Biotransformation generally proceeds in two coordinated phases. Phase I reactions — most importantly oxidations catalysed by the cytochrome P450 (CYP) superfamily — introduce or expose polar functional groups; phase II reactions then conjugate the drug or its phase I metabolite with glucuronic acid, sulfate, glutathione, or other endogenous molecules to produce highly water-soluble products suited to excretion.

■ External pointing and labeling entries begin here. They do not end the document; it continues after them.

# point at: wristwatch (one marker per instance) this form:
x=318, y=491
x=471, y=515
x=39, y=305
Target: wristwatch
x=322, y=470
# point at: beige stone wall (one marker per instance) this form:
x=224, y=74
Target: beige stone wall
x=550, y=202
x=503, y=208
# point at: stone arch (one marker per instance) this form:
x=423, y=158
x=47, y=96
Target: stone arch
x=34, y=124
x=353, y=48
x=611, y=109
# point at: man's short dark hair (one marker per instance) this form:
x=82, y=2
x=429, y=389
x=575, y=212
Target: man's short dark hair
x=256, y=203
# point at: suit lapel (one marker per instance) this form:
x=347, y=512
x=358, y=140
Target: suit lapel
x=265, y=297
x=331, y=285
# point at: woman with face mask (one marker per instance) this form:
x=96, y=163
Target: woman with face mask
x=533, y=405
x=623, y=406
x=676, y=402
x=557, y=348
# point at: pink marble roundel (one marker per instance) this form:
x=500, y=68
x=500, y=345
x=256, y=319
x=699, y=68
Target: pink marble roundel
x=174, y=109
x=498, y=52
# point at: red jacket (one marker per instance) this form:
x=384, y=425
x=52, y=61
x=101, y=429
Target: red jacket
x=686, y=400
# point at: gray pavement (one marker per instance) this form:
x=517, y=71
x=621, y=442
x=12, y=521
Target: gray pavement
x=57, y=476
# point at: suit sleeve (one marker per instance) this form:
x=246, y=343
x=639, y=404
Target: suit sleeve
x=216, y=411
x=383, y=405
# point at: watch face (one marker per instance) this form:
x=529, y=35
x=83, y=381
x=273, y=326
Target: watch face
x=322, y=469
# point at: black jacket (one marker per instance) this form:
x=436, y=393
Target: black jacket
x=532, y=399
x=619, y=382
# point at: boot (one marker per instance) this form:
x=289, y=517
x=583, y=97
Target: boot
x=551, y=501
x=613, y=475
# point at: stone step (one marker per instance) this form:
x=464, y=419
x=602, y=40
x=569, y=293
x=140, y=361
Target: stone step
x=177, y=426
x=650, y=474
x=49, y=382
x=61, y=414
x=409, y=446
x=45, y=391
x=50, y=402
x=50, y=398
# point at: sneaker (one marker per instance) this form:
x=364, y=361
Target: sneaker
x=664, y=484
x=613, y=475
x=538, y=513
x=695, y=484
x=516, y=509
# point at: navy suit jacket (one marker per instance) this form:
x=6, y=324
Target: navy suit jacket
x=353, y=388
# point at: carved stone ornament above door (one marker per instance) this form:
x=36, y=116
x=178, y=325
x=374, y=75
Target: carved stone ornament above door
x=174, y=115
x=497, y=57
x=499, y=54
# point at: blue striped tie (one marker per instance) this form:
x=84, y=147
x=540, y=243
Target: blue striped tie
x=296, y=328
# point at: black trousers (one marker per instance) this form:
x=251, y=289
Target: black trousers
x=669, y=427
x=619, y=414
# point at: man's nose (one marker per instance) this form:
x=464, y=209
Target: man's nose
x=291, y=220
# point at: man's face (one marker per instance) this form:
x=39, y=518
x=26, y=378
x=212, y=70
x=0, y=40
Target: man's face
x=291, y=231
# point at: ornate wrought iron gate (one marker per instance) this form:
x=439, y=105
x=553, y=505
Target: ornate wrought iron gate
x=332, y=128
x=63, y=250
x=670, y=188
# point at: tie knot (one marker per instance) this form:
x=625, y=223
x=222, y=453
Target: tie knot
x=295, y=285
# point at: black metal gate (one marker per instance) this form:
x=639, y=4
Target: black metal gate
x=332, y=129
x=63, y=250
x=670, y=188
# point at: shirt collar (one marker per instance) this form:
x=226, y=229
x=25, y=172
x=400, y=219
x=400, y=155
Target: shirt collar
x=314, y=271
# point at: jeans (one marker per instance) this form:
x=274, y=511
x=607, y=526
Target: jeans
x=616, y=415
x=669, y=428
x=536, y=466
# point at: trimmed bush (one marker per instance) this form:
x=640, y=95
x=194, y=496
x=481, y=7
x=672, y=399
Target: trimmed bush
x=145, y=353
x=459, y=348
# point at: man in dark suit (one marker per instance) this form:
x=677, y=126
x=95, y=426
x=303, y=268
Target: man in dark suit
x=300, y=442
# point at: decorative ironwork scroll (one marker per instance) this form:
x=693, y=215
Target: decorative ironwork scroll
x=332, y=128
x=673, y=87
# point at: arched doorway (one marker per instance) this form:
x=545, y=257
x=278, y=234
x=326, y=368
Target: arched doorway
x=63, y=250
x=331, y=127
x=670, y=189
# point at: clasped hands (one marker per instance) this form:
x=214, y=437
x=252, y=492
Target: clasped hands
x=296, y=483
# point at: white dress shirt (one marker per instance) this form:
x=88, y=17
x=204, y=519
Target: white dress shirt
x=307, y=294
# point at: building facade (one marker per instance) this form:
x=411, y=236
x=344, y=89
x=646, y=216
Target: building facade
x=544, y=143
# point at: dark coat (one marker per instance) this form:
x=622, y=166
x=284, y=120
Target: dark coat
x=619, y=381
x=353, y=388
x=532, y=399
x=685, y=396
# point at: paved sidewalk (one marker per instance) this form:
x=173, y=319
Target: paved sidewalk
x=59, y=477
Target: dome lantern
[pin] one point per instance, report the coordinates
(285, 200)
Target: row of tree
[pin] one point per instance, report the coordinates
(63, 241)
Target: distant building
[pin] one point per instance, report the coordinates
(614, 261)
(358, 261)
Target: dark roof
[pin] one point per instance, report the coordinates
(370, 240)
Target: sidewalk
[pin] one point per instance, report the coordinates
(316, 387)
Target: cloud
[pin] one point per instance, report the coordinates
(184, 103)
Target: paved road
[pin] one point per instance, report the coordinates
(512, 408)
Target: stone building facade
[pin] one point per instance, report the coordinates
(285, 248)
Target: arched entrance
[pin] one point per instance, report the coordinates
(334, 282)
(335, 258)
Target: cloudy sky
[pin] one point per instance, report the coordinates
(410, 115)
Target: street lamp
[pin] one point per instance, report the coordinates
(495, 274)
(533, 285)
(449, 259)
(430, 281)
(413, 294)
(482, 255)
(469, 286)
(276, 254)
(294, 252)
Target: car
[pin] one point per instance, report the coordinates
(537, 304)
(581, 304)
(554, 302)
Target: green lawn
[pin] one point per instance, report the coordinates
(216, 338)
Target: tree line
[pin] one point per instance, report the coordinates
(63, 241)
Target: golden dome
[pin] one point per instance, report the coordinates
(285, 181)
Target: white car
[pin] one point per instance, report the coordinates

Metabolism usually inactivates a drug, but it can also generate active metabolites or activate a prodrug, and occasionally yields chemically reactive metabolites implicated in toxicity. Because individual CYP enzymes handle many substrates, one drug can inhibit or induce the metabolism of another, producing drug-drug interactions; xenobiotic-sensing nuclear receptors such as PXR and CAR mediate induction by up-regulating the relevant enzymes.

Clinical relevance

Metabolism is a major determinant of how long and how strongly a drug acts and a leading source of drug-drug interactions and inter-individual variability, which is central to interpreting drug exposure. This entry is a mechanistic reference and does not provide individualised treatment or dosing advice.

Evidence & guidelines

The cytochrome P450 framework and the use of probe substrates and inhibitors underpin regulatory guidance on assessing metabolic drug-drug interactions during drug development, and the phase I / phase II scheme is codified across pharmacology and clinical-pharmacokinetics texts.

History

Systematic study of biotransformation grew through the twentieth century as oxidative, reductive, and conjugative reactions were catalogued and organised into the phase I and phase II scheme. The discovery and characterisation of cytochrome P450 as a versatile oxidising enzyme system transformed the field, explaining both the breadth of drug oxidation and the basis of many interactions. Later identification of xenobiotic-sensing nuclear receptors clarified how exposure to drugs induces the enzymes that metabolise them.

Key figures

F. Peter Guengerich
Bert N. La Du
Allan H. Conney
Shiew-Mei Huang

Seminal works

guengerich-2007
mackowiak-2018

Frequently asked questions

What is the difference between phase I and phase II metabolism?: Phase I reactions (mainly cytochrome P450 oxidations) introduce or expose reactive functional groups, while phase II reactions conjugate the drug or its phase I product with a polar endogenous molecule to make it water-soluble and readily excreted.
Does metabolism always inactivate a drug?: No. Metabolism usually inactivates a drug, but it can also produce pharmacologically active metabolites, activate an inactive prodrug, or occasionally generate reactive metabolites associated with toxicity.